The summer of 1999. I was a poor, struggling undergraduate student – though the only real difference now is that I am a poor, struggling graduate student. I desperately sought something that would take my mind off the pressures of school, work, and all the other aspects of my life. As I drove down the main street of the college town in which I found myself, I saw a sign advertising a Used Video Game Store. Intrigued, I pulled into the parking lot and walked into the store, unaware of what was about to befall me.

It was if I had entered into H.G Well’s Time Machine and traveled back to the days of my childhood. On the shelves, I saw old, beloved Atari cartridges bearing such titles as Frogger, Battlezone, Galaxian, Donkey Kong, and last, but never least, Asteroids. Admittedly, they were a bit dusty; why would kids of today want to look at games created so long ago when games like StarSiege: Tribes and Command and Conquer: Tiberian Sun were on the market, with their sleek boxes, flashy graphics, and sexy CD-ROM’s? It was a valid question as I myself walked by them and found myself staring at that beautiful, black cover with the hostile, shadowed faces staring back at me with their glowing eyes.

The title said Starcraft, but what it said to me was "Kiss your time goodbye, buddy boy. You ain’t gonna sleep for the next two weeks." The faces on the cover were veiled and mysterious, alien and dangerous and the inside cover graphics were bright, flashy, and impressive. As I had played other Blizzard titles before, I was well aware of the kind of game I was going to be playing. Since I had enjoyed playing them, I felt as though getting this game would be well worth my time and money, especially since the game was used and would only cost me $19.

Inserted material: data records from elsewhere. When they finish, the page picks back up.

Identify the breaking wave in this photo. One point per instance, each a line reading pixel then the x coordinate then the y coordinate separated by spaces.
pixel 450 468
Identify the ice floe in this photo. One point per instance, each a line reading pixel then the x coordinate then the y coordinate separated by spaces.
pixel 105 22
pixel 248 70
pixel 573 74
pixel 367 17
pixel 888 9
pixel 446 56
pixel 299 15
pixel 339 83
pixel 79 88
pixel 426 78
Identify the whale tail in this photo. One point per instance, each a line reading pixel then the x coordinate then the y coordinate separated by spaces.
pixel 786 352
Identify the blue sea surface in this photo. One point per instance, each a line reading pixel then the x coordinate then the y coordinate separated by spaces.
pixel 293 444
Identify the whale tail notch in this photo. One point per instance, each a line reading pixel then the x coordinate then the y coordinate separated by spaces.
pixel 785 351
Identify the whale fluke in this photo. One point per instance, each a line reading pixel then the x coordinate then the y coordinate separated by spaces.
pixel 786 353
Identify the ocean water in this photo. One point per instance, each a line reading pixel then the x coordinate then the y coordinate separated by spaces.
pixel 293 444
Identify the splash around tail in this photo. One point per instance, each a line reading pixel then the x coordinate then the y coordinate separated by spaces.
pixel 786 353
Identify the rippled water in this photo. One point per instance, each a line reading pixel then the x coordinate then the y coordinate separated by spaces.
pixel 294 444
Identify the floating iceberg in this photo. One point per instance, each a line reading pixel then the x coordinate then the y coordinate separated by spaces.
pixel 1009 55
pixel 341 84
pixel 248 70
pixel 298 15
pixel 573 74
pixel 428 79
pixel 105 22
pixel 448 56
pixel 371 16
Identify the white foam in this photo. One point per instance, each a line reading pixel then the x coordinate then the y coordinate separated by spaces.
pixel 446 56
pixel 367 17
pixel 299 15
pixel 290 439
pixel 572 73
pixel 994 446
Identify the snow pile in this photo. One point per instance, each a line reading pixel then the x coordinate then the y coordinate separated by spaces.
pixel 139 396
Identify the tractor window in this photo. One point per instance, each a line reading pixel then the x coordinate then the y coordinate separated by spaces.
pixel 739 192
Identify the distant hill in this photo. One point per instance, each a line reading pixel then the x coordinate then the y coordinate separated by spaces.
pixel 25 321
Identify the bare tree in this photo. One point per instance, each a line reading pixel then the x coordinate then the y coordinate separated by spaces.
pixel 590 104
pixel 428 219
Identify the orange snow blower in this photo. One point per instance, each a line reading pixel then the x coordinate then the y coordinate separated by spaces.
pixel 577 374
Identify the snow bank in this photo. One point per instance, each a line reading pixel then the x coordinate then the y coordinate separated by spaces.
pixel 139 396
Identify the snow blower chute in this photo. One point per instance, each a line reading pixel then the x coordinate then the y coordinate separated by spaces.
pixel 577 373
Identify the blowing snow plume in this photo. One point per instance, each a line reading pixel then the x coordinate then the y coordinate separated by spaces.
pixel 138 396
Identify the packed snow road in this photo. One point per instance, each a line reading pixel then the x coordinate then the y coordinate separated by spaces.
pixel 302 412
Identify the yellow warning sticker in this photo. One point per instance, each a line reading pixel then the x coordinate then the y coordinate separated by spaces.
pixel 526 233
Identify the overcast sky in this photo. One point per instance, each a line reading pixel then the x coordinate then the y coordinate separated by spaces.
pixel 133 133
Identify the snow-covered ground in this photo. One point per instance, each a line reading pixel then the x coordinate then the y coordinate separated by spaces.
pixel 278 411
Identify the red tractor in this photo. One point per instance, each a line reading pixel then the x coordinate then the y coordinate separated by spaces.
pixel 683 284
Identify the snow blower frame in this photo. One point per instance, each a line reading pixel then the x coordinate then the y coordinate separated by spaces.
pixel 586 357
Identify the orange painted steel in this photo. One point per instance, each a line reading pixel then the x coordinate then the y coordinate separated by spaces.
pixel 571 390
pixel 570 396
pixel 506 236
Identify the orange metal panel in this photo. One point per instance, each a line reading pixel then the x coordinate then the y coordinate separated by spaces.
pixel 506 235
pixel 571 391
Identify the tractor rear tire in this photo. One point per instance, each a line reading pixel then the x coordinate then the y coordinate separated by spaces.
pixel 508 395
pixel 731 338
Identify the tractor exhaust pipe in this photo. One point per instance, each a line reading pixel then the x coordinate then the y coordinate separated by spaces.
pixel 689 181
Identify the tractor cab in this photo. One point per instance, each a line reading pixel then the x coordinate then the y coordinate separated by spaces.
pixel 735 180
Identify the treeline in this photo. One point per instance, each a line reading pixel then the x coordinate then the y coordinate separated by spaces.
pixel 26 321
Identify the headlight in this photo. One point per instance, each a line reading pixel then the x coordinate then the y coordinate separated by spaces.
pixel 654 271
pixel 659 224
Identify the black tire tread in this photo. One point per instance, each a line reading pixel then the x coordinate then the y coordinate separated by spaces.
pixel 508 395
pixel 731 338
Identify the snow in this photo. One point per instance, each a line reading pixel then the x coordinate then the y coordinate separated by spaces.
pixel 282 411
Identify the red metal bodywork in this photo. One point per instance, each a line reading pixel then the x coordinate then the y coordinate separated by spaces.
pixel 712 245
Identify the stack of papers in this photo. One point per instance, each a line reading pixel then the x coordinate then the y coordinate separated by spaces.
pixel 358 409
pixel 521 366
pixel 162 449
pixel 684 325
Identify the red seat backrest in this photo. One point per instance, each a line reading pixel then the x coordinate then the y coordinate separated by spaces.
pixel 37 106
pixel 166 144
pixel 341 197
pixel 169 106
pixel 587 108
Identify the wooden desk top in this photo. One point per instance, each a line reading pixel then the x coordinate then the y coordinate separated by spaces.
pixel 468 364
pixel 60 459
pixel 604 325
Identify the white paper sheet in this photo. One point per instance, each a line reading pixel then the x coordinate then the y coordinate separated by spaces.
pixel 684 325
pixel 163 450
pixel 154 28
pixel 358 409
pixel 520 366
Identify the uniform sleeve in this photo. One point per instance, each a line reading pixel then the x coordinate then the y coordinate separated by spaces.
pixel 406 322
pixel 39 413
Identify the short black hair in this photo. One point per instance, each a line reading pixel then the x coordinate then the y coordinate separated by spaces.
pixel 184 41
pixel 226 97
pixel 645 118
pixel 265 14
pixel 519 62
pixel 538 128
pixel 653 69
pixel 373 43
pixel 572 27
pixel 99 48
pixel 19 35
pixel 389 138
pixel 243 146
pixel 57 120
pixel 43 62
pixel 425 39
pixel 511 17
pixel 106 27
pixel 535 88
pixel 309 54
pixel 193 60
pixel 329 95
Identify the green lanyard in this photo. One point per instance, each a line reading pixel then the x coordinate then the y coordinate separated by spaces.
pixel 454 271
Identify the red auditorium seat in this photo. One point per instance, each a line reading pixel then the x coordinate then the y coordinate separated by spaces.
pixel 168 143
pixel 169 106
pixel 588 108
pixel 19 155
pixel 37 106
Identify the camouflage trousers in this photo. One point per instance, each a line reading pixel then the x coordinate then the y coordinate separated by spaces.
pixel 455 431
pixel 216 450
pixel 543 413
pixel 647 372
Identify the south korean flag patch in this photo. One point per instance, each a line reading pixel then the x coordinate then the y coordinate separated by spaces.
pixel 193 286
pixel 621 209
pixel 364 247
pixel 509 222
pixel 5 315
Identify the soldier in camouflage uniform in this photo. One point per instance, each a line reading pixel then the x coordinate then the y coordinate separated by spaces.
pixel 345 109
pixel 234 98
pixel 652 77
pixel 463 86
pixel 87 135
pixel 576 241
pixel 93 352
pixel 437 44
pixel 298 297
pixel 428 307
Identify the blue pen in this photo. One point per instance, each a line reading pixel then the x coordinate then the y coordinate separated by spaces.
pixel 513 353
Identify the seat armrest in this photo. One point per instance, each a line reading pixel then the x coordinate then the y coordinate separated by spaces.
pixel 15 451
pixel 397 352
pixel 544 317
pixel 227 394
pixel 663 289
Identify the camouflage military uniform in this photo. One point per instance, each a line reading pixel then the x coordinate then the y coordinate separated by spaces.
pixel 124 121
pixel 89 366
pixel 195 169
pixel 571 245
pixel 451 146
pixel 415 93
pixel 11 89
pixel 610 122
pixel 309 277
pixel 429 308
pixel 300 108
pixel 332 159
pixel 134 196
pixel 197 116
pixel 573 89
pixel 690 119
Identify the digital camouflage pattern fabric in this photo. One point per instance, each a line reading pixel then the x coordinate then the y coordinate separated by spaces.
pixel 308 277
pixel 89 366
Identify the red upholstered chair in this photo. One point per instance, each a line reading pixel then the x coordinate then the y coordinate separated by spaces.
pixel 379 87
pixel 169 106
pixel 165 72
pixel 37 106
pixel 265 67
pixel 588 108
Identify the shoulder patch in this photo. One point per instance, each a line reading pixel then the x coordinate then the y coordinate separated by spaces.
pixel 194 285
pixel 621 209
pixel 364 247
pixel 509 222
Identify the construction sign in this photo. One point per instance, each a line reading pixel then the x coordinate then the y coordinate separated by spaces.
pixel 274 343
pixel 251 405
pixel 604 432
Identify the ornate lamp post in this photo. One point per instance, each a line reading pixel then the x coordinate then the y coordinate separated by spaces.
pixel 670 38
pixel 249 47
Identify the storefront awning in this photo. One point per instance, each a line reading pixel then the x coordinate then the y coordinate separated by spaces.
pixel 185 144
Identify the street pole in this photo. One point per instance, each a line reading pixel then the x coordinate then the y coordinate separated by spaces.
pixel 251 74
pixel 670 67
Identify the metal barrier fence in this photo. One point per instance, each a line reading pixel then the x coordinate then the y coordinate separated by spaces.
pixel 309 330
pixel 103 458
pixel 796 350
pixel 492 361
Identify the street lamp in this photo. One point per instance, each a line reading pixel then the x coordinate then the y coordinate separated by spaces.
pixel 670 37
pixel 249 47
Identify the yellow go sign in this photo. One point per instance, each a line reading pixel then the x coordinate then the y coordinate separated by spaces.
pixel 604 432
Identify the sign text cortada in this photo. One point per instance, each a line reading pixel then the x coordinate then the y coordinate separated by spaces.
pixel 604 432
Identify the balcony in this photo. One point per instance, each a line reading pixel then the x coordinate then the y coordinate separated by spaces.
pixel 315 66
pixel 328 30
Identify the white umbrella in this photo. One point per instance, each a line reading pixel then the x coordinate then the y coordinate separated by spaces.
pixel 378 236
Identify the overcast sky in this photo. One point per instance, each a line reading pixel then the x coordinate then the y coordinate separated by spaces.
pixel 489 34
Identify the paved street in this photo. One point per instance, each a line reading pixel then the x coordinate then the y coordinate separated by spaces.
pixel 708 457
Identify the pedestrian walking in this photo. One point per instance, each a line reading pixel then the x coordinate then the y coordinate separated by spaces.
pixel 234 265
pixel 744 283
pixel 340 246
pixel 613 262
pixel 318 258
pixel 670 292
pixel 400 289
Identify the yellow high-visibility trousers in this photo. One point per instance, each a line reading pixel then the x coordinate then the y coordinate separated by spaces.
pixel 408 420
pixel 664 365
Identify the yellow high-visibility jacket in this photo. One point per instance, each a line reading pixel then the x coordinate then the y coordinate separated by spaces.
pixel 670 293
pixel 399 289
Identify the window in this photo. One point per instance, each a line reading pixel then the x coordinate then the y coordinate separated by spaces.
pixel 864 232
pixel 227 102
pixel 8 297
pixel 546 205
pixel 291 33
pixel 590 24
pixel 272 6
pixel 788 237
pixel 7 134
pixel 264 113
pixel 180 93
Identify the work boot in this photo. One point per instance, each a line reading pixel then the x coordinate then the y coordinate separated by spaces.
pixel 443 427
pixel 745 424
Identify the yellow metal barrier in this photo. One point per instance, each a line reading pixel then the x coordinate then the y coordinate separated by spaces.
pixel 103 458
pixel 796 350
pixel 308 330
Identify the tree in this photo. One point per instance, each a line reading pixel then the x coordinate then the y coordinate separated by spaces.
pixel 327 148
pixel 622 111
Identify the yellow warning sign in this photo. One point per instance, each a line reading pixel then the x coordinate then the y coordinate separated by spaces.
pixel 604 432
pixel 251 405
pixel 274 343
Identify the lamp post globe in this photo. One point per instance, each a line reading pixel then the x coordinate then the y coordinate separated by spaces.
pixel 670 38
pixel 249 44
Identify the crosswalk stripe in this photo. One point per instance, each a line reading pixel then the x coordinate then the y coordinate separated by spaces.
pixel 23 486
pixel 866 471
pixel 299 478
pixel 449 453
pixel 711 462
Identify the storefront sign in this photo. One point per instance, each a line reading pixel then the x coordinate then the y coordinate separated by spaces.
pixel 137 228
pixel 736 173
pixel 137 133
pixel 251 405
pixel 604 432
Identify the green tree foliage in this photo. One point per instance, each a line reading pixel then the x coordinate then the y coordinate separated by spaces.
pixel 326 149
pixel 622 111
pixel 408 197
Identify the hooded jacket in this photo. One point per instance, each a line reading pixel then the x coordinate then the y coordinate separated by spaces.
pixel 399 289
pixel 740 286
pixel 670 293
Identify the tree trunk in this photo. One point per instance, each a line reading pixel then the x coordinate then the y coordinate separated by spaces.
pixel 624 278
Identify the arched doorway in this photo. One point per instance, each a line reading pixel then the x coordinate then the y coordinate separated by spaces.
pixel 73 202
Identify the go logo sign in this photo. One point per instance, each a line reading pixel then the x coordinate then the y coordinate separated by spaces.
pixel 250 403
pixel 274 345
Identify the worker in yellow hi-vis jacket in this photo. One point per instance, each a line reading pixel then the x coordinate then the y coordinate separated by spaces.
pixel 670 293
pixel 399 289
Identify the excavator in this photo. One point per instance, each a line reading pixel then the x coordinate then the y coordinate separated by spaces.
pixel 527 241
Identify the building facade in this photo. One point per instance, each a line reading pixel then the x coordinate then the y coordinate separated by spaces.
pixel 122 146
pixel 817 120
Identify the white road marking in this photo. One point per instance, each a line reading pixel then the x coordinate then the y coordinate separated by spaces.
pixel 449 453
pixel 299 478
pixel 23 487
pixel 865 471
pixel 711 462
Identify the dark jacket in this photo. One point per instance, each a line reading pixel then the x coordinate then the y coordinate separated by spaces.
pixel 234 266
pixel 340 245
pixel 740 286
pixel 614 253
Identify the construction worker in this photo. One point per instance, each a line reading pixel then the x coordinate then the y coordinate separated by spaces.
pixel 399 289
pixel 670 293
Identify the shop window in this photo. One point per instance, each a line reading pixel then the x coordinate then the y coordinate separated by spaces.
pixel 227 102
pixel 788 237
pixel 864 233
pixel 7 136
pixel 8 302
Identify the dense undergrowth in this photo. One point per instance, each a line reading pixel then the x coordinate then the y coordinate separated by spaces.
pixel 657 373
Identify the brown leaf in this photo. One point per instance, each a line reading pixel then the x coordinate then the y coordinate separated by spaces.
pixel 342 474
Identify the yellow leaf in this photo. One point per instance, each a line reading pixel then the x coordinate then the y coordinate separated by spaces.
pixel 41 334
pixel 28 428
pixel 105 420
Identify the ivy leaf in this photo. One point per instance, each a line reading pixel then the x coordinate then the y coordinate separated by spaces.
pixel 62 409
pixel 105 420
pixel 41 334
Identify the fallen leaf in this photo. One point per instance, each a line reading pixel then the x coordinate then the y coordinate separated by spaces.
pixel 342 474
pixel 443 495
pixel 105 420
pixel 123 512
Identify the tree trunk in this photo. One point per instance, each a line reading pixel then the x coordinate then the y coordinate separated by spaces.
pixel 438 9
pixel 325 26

It was the first video game I ever bought for myself. I would reckon that I spent the next two weeks playing that game non-stop, pausing only to eat, work, stand up in order to revive sensation in the lower part of my legs. I would also estimate that I slept for about twelve hours during the first week of playing and about ten during the second. I was hooked. I couldn’t get enough of the characters and simply lived just to get to the next cut scene so that I could see what would happen next.

March 2001. While surfing around at CNET Downloads, I find a reference to the Unreal Tournament download. As I am at school and have a T1 connection, downloading and installing the file takes only a few minutes. I have heard quite a bit about the Unreal engine and its impact on the online deathmatch scene and am interested to see what all the hype is about. Since I have a few minutes, I decide I will play a round or two and see if the game is all it’s cracked up to be.

About five hours later, all the lights in my apartment are off, the sound on the stereo is cranked up to about one hundred decibels. I am still eating up every second of the carnage, brutality, and sheer savagery of a game whose graphics and speed leave me absolutely breathless. I have played other multiplayer FPS’s before and feel as though I am somewhat proficient in the art of the strafing kill and the long distance snipe, but nothing really prepared me for playing in this kind of immersive environment. Now, I know that console players, specifically N64 players, feel that PC gamers, like myself, have been deprived of many of the joys of these kinds of games and that our universes are limited, but nevertheless, I have never played this kind of game before. It was awe-inspiring. I mean, many times, I would run away from the battle just so I could admire the level of effort that was put into creating the small details that make up so much of the game. The sound effect of dripping water in some of the lower levels, the exploding chunks of flesh when a grenade connects, the exalting spiritual experience of loosing six rockets at a target in an isolated room where there is no room for evasion or escape. Honestly, I have never experienced Nirvana, but I have a feeling that deathmatches will somehow be involved.